Well ... if u have loads od space , then MP3 for sure (>180 kbps) ... and if ur running short on space then use MP4 ...


----------



## sarvanan (Jul 7, 2006)

thanks folks...what is .ra format..where you compress songs from 5 mb to 500KB or less than a mb.... one of my friend sai....any one is aware of this...Kinldy let me know.


----------



## Najesh (Jul 7, 2006)

Friends can u put some light on what is FLAC.I converted mp3 to .flac,and its size became 32 mb.I had heard that .flac is lossless compresssion,bt how did it compress,infact it increased d size.


----------



## enticer86 (Jul 9, 2006)

well i think the same way but being a music lover, cm to think of it, normally u wil listen to around 5-10 songs during a period i mean only a few songs can b ur most favs...so btter keep thm in best quality, since quality is more importnt thn quantity....wotsay guys!


----------



## Pathik (Jul 9, 2006)

FLAC is the best quality audio... i think it was invented by Apple...
it is compressed in comparision to WAV


----------



## martian (Jul 9, 2006)

I'm using Sony Ericsson. For SE fans, I'd bet on music files ripped as AAC... Damn good Bass! High Profile MP4 ripped at 64+ kbps sounds good too! Dont know about Nokia... I hate Nokia!


----------



## gxsaurav (Jul 9, 2006)

it's a nokia 7610, convert to Real audio format at 64 kbps


----------



## prasad6100 (Jul 12, 2006)

use rm files. u can find rm files song free in many sites.


----------



## expertno.1 (Jul 16, 2006)

I suggest to get the format in mp3 @ 96 kbps , stereo and at 16000 hz instead of 44000 hz . it will redue ur file size and will be best sound in nokia .

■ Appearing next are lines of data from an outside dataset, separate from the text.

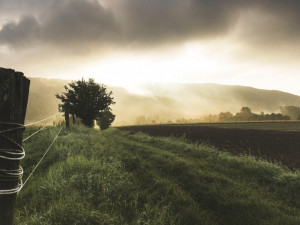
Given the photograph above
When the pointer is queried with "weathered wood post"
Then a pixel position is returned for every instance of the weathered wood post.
(67, 118)
(14, 90)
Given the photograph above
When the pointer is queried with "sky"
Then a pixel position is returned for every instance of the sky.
(126, 42)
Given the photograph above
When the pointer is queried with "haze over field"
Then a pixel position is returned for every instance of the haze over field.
(164, 103)
(122, 43)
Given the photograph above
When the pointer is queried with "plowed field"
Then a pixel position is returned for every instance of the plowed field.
(276, 146)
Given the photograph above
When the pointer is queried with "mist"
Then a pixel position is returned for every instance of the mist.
(165, 102)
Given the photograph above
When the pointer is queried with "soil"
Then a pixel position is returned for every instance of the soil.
(276, 146)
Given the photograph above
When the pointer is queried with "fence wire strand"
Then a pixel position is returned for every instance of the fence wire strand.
(41, 158)
(21, 126)
(37, 131)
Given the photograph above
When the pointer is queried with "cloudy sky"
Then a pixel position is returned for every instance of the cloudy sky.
(124, 42)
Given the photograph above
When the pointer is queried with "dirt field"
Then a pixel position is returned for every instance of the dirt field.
(276, 146)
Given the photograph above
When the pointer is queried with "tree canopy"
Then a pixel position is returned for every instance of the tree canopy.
(87, 100)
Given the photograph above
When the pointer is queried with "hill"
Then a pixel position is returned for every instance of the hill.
(118, 177)
(165, 102)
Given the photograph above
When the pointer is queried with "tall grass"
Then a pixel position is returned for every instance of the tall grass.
(118, 177)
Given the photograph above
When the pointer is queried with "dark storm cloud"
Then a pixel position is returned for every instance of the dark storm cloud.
(62, 23)
(78, 23)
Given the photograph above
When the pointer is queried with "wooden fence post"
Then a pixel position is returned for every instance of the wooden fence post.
(67, 119)
(14, 90)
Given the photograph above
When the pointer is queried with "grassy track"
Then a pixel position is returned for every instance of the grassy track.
(119, 177)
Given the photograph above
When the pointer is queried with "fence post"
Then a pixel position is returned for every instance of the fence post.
(14, 90)
(67, 119)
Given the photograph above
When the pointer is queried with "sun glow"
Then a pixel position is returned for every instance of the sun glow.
(195, 62)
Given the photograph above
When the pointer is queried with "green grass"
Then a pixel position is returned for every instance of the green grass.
(119, 177)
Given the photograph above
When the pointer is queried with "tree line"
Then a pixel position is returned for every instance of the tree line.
(88, 101)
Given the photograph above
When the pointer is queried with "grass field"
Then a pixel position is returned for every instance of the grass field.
(122, 177)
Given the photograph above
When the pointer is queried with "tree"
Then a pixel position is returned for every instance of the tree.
(86, 100)
(105, 119)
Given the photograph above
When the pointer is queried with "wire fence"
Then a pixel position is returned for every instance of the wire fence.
(16, 152)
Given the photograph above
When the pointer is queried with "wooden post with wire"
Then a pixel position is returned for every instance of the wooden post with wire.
(14, 90)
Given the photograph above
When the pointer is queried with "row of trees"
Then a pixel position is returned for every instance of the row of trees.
(246, 115)
(88, 101)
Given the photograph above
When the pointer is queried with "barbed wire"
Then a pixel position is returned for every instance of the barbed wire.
(30, 124)
(37, 131)
(41, 158)
(14, 153)
(21, 126)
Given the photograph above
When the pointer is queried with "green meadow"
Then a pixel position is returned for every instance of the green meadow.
(121, 177)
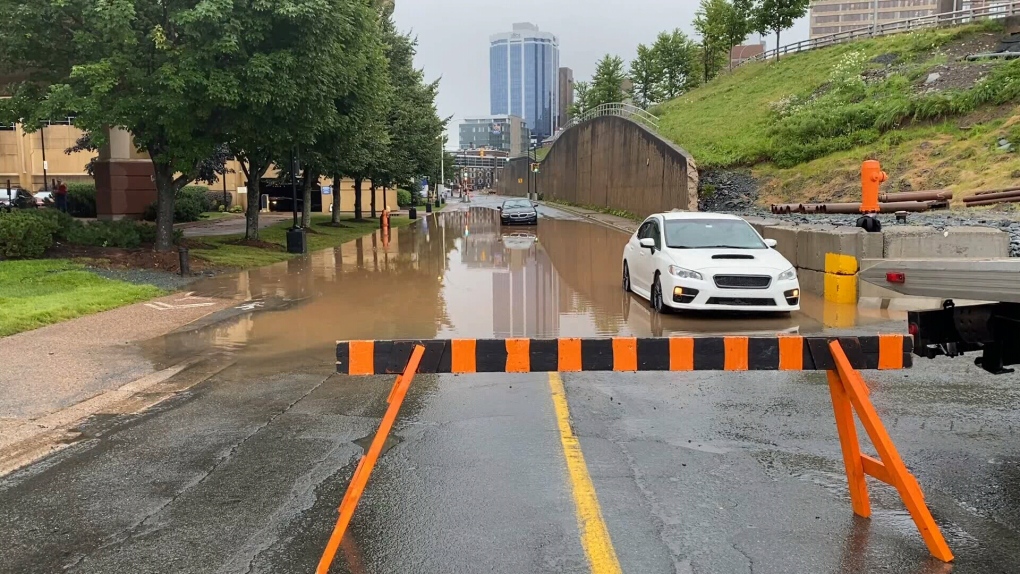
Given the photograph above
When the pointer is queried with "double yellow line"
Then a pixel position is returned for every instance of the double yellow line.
(594, 533)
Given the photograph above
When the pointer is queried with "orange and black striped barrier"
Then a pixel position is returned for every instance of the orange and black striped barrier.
(622, 354)
(843, 358)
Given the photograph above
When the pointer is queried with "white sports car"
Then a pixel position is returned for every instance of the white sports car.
(708, 261)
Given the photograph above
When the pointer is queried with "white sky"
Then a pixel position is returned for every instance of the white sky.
(453, 37)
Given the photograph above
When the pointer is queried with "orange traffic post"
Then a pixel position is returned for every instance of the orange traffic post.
(364, 469)
(871, 177)
(850, 394)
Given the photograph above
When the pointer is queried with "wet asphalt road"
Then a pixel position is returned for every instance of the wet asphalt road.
(700, 473)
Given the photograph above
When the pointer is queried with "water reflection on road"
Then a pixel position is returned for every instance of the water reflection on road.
(458, 273)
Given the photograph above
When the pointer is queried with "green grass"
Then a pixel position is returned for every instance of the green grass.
(804, 124)
(223, 251)
(35, 294)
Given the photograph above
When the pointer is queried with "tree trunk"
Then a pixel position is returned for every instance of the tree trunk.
(166, 194)
(306, 208)
(357, 198)
(336, 200)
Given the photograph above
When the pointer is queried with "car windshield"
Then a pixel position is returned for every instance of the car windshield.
(711, 233)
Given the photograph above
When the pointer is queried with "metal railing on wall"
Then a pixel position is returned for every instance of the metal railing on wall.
(977, 11)
(620, 109)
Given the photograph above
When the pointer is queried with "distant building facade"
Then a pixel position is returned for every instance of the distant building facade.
(566, 95)
(833, 16)
(504, 133)
(523, 71)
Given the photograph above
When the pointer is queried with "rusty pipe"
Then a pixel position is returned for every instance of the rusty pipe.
(933, 195)
(985, 197)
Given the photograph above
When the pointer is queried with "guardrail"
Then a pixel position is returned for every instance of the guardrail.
(974, 13)
(620, 109)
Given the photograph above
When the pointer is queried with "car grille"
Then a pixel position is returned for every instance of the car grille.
(743, 281)
(742, 301)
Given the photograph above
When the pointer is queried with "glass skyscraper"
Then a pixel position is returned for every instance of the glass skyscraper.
(523, 71)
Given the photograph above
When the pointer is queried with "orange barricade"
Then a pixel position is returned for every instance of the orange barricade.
(367, 463)
(840, 358)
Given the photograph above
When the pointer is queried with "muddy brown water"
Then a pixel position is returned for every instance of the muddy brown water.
(458, 273)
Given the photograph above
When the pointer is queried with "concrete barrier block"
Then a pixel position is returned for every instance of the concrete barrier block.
(812, 281)
(786, 238)
(916, 242)
(815, 243)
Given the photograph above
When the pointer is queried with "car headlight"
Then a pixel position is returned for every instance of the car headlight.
(682, 273)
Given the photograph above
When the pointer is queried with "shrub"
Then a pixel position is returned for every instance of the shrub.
(404, 198)
(26, 233)
(82, 200)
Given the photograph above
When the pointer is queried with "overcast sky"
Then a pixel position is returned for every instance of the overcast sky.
(453, 37)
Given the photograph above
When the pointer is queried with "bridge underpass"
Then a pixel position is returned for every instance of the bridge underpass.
(701, 472)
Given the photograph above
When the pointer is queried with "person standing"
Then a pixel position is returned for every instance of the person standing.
(60, 196)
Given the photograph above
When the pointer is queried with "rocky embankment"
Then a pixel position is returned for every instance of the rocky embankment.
(736, 193)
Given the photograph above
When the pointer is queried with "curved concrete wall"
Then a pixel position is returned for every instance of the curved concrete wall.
(611, 162)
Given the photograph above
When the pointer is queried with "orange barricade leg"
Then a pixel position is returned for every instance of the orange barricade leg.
(851, 394)
(367, 463)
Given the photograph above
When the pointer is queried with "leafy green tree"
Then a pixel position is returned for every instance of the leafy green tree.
(582, 99)
(141, 65)
(678, 58)
(710, 21)
(287, 63)
(607, 84)
(646, 74)
(777, 15)
(740, 23)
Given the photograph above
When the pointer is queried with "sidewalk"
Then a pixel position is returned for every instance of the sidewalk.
(57, 375)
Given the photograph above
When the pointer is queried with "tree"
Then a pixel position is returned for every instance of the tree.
(287, 62)
(777, 15)
(740, 23)
(677, 57)
(710, 21)
(607, 84)
(582, 99)
(139, 65)
(646, 74)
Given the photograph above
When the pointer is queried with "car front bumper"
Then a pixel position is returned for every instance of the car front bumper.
(780, 297)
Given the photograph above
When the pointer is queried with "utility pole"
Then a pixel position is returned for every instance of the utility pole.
(42, 136)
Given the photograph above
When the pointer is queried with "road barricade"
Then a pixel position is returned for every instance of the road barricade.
(842, 358)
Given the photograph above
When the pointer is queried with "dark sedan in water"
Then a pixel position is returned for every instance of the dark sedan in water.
(518, 212)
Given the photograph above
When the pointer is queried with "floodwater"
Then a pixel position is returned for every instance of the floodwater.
(457, 273)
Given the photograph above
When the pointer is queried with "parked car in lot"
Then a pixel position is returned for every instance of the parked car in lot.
(708, 261)
(518, 212)
(17, 199)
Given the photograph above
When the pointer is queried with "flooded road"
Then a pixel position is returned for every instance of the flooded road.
(703, 472)
(459, 274)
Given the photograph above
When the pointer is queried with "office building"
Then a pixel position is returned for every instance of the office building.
(504, 133)
(566, 95)
(524, 67)
(833, 16)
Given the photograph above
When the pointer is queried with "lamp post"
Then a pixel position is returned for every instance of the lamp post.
(295, 236)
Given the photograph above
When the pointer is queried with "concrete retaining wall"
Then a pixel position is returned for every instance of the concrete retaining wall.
(611, 162)
(827, 258)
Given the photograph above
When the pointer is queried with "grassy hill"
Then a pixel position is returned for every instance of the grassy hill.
(912, 101)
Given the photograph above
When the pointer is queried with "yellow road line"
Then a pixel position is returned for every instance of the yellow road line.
(594, 533)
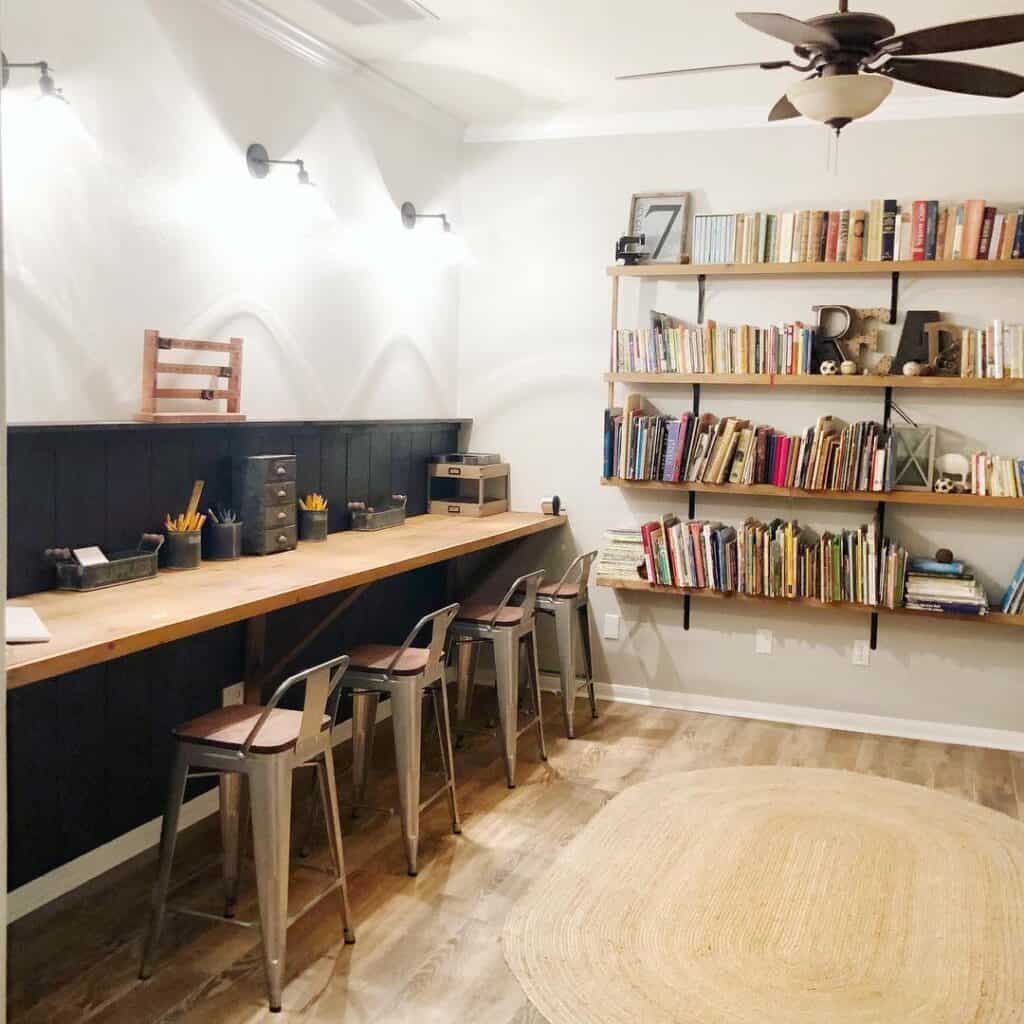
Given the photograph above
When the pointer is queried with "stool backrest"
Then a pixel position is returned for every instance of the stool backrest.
(529, 584)
(579, 569)
(322, 687)
(441, 620)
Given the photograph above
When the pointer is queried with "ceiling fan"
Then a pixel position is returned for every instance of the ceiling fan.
(853, 58)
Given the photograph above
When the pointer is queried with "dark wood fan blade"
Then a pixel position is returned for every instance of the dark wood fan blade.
(764, 65)
(953, 76)
(791, 30)
(783, 111)
(974, 35)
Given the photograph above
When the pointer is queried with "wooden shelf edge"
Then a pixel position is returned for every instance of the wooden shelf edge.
(929, 498)
(817, 380)
(642, 586)
(817, 269)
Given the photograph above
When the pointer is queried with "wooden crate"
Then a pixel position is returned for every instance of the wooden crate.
(154, 344)
(480, 505)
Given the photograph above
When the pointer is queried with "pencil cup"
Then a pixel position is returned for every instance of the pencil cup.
(184, 551)
(224, 541)
(312, 525)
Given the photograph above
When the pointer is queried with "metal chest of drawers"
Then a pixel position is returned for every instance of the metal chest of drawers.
(264, 492)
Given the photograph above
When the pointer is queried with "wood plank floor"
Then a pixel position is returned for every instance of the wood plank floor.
(429, 948)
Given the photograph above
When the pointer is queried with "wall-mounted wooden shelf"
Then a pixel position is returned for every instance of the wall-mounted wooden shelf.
(870, 497)
(992, 619)
(817, 269)
(817, 380)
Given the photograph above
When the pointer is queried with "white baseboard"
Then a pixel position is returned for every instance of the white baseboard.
(90, 865)
(824, 718)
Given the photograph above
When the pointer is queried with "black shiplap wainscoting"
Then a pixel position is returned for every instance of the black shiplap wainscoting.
(88, 752)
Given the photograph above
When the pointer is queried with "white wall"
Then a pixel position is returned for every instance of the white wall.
(132, 209)
(541, 221)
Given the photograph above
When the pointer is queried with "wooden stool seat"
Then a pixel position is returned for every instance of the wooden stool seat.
(228, 728)
(480, 611)
(377, 657)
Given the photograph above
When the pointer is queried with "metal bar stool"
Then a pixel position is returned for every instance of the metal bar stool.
(508, 629)
(404, 674)
(565, 601)
(263, 744)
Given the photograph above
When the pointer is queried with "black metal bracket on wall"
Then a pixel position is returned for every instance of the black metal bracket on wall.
(887, 416)
(692, 499)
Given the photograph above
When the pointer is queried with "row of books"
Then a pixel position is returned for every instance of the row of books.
(994, 352)
(779, 559)
(672, 347)
(642, 444)
(1013, 600)
(945, 587)
(996, 475)
(922, 229)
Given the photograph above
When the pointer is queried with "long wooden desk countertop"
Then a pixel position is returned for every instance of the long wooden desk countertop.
(92, 628)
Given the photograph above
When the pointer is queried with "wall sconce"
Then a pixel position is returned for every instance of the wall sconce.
(46, 84)
(410, 217)
(258, 162)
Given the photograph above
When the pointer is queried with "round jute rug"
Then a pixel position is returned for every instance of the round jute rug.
(771, 895)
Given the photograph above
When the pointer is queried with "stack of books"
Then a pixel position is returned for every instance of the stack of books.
(777, 559)
(887, 229)
(1013, 600)
(994, 352)
(672, 347)
(996, 475)
(946, 587)
(642, 444)
(622, 555)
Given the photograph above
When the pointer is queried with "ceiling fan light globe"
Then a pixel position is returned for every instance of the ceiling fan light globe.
(844, 97)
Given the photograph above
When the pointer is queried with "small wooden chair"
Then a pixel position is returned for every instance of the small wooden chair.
(265, 744)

but you must use the software "mp3 player 3.20" for symbian phones .
it gives good and loud sounds.

if u r low on memory , then get the mp3 @ 48 kbps at 32000 hz , mono/stereo ur wish .
it will give u best sound within 2.3 mb .
and the software is "mp3 player 3.20" for symbians .
u can get this software here,

www.mobuniverse.com


Thanks....
Regards....
Expertno.1


----------



## martian (Jul 17, 2006)

MP3s @ 48 kbps?? Dude, you must be nuts! Any MP3s less than 96 kbps are not worth listening! 

Rather you can opt for MP4s @ 64 kbps... not bad!


----------



## paraman (Jul 17, 2006)

I listed to music using the MP4 format. I encode MP3's to MP4 at 64kbps and honestly, you can't make out the difference. At least not on my SE k750i!


----------



## mAYHEM (Jul 17, 2006)

Use .Ogg @48 kbps(q0 VBR) 16000 Hz,mono.No need to encode stereo bcoz 7610 doesnt support.Try use VBR or ABR bcoz it will give better quality and small size than CBR


----------



## sidcool (Jul 17, 2006)

Is M4A better than MP4?i have heard that it gives better compression and quality than MP4 though this format is not supported by all phones


----------



## mAYHEM (Jul 18, 2006)

sidcool said:
			
		

> Is M4A better than MP4?i have heard that it gives better compression and quality than MP4 though this format is not supported by all phones


 Its the same.m4a means an audio mpeg4 file.


----------



## mukul (Jul 18, 2006)

i use ogg....@48 to 64Kbps ....quite satisfied...


----------



## Vishal Gupta (Jul 18, 2006)

*aac* is the BEST audio format for mobiles...


----------



## sidcool (Jul 19, 2006)

this ia bit out of topic,but what is an asf file and how can i play it


----------



## paraman (Jul 20, 2006)

You should be able to play a asf file in windows media player. I think its a streaming media format.


----------



## blueshift (Jul 20, 2006)

real media format is good for mobiles


----------